In haar brief van 13 maart 20092 heeft mijn ambtsvoorganger u laten weten dat de Commissie genetische modificatie (COGEM) geen milieurisico’s voor cisgene gewassen voorziet3. In die brief laat zij u ook weten dat de veiligheid van cisgene gewassen voor wat betreft de voedsel- en diervoederveiligheid nog niet gegarandeerd is. Het Rikilt is daarom gevraagd de voedsel- en diervoederveiligheidsaspecten van cisgene gewassen uitvoerig te onderzoeken.
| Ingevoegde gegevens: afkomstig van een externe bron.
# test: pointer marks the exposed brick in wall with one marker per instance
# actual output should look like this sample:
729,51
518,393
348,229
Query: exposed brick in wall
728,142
In een grondig onderzoek waarbij diverse nationale en internationale experts betrokken waren, hebben zij cisgene gewassen vergeleken met traditionele en transgene gewassen. De conclusie van dit onderzoek luidt dat het gebruikte gen (soorteigen of soortvreemd) niet alleen bepalend is in de veiligheidsbeoordeling.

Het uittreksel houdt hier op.